L’approche chronologique permet alors de constater que le théâtre ne joue plus dans les sociétés contemporaines le rôle qu’il a pu tenir à partir du XVIIIe siècle dans le débat social et politique – alors, il faut le rappeler, que le débat politique, lié à l’émergence d’un espace public critique, était confisqué par l’élite intellectuelle et économique. La démocratisation du théâtre après la Seconde Guerre mondiale est ainsi concomitante de la reconnaissance du suffrage universel (droit de vote des femmes acquis en 1944), mais aussi de la généralisation de la notion de « loisirs » (Joffre Dumazedier, Vers une civilisation du loisir ?, 1962), qui transforme le rapport aux pratiques culturelles. D’une pratique aristocratique postulant l’émancipation et l’élévation de l’individu par le rapport à l’art – posture qui nourrit le développement du théâtre populaire –, le théâtre devient une pratique culturelle parmi d’autres, au sein d’une offre pléthorique et concurrentielle. Dans cette perspective, il n’est pas sûr que l’apparente résurgence observée à l’occasion de la crise sanitaire de 2020-2021, qui a conduit effectivement à une présence marquée et remarquée des artistes sur la scène médiatique, inquiets devant la situation totalement inédite de fermeture des lieux de spectacle et de convivialité, ne soit autre chose que l’expression d’un appel à la puissance économique publique dans un contexte objectif de crise – comme cela a pu être le cas pour bien des secteurs, notamment la gastronomie ou le monde de la nuit. Face à l’économie numérique et aux industries de contenus, le théâtre fait désormais figure de pratique culturelle de niche ; les temps de la dramatocratie sont bien terminés.
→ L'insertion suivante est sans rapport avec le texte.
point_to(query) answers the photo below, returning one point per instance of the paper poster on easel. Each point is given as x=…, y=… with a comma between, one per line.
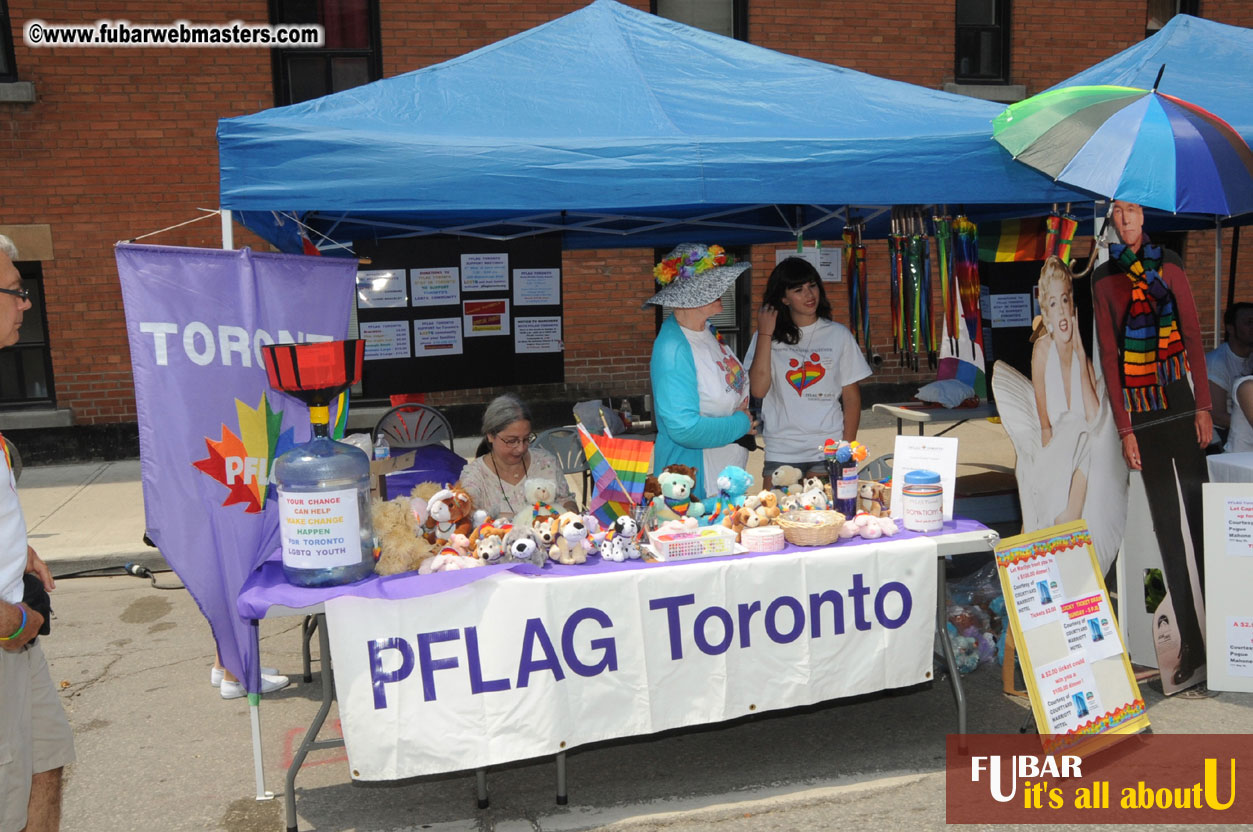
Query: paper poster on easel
x=1078, y=676
x=1228, y=511
x=936, y=454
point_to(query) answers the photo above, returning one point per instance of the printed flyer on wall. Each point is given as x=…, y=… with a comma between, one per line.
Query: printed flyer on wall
x=1239, y=645
x=435, y=286
x=385, y=338
x=1038, y=590
x=437, y=337
x=1089, y=628
x=382, y=288
x=1239, y=526
x=485, y=272
x=1069, y=694
x=485, y=317
x=538, y=335
x=536, y=286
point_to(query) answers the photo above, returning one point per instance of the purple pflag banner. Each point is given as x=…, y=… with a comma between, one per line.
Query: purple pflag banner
x=209, y=424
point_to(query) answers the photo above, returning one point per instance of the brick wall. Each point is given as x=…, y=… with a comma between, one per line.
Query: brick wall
x=119, y=143
x=122, y=142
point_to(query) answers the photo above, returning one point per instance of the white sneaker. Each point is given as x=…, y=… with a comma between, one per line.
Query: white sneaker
x=268, y=684
x=216, y=674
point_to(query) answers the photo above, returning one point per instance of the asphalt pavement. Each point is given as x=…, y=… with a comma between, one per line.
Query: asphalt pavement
x=159, y=749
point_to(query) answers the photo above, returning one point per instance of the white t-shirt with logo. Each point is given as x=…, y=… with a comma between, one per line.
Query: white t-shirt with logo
x=802, y=409
x=722, y=385
x=1223, y=367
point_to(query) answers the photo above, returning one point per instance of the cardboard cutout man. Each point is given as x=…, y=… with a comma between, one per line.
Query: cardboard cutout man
x=1150, y=345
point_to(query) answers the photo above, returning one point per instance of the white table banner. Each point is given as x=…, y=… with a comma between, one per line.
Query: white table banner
x=515, y=667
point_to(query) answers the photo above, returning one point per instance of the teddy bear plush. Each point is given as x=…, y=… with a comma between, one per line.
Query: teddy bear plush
x=767, y=505
x=541, y=495
x=521, y=545
x=401, y=548
x=489, y=549
x=455, y=554
x=872, y=498
x=733, y=484
x=744, y=518
x=569, y=546
x=868, y=526
x=675, y=494
x=787, y=480
x=545, y=530
x=447, y=513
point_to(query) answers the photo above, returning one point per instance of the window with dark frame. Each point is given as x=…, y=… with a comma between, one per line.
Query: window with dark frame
x=350, y=55
x=727, y=18
x=1160, y=11
x=26, y=367
x=982, y=53
x=8, y=60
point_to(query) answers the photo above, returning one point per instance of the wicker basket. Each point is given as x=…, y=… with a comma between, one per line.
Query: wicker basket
x=811, y=528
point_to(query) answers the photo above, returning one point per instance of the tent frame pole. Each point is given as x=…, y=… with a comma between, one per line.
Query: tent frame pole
x=1218, y=280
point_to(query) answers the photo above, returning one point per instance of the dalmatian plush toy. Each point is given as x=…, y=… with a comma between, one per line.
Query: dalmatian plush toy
x=523, y=545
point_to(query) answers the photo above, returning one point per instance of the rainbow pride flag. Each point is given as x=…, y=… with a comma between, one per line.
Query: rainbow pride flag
x=618, y=469
x=1013, y=239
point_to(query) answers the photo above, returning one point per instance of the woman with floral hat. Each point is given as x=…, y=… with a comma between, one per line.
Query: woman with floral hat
x=699, y=387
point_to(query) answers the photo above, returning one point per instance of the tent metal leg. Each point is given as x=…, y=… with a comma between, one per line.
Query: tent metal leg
x=310, y=742
x=561, y=797
x=481, y=785
x=307, y=629
x=959, y=694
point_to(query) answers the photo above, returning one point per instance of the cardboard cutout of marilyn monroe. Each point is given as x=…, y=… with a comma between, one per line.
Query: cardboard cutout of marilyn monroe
x=1154, y=365
x=1069, y=457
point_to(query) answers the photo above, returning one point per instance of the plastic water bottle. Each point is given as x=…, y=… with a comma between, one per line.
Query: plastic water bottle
x=323, y=509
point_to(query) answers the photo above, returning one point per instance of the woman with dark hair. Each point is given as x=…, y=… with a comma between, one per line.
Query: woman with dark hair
x=495, y=479
x=806, y=369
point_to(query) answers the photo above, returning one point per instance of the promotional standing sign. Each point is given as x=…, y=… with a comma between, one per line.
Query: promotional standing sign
x=209, y=425
x=1076, y=672
x=1229, y=575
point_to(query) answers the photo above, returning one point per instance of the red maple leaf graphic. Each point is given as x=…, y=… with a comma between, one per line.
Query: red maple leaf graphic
x=216, y=466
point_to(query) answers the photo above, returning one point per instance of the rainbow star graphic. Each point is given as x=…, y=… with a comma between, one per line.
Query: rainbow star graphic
x=242, y=462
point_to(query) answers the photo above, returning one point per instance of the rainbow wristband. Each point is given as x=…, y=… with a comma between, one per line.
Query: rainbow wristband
x=9, y=638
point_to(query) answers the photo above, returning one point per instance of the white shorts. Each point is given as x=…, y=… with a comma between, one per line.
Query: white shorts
x=34, y=733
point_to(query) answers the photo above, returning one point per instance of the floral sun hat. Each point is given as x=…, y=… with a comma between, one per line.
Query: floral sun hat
x=694, y=275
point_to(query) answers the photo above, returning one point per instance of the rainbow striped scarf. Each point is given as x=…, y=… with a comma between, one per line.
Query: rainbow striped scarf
x=1153, y=353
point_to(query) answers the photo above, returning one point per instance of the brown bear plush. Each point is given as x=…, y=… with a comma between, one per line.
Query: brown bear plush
x=873, y=498
x=653, y=486
x=401, y=548
x=447, y=513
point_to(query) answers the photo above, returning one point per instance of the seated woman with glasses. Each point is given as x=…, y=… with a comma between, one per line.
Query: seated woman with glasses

L’ouvrage de Pascale Goetschel, passionnant de bout en bout, témoigne de la richesse d’une écriture de l’histoire du théâtre à partir d’un angle spécifique, qui permet néanmoins d’appréhender la diversité des aspects de la vie et des pratiques théâtrales.

L’ancrage disciplinaire en histoire culturelle et en histoire sociale donne la part belle aux enjeux de représentations, de pratiques mais aussi d’organisation sectorielle et de professions. Si l’on s’accorde à constater que l’histoire du théâtre, telle qu’elle est le plus souvent appréhendée et enseignée, est constituée à partir des courants et des ruptures artistiques, ce livre offre bien une « autre » histoire du théâtre. Il renoue paradoxalement avec les orientations des fondateurs de la discipline des études théâtrales qui, contrairement au récit postérieur qui a pu s’imposer, dépassent la dimension « internaliste » du spectacle (« c’est-à-dire dont les termes demeurent internes à l’analyse du spectacle [3] »), pour s’intéresser au « fait théâtral », entendu comme la prise en compte de la représentation théâtrale comme « événement inscrit dans la vie sociale [4] ».

Notes

[1] Jean-Claude Yon, Une Histoire du théâtre à Paris. De la Révolution à la Grande Guerre, Paris, Éditions Aubier, 2012.

[2] Pascale Goetschel et Jean-Claude Yon (dir.), Directeurs de théâtre XIXe-XXe siècles. Histoire d’une profession, Paris, Publications de la Sorbonne, 2008.

[3] Catherine Brun, Jeanyves Guérin et Marie-Madeleine Mervant-Roux, « Introduction », dans Catherine Brun, Jeanyves Guérin et Marie-Madeleine Mervant-Roux (dir.), Genèses des études théâtrales en France. XIXe-XXe siècles, Rennes, Presses universitaires de Rennes, coll. « Le Spectaculaire », 2019, p. 11.

[4] Catherine Brun, Jeanyves Guérin et Marie-Madeleine Mervant-Roux, « Conclusion. Une histoire ample et inachevée, un récit opérant », dans Ibid., p. 387.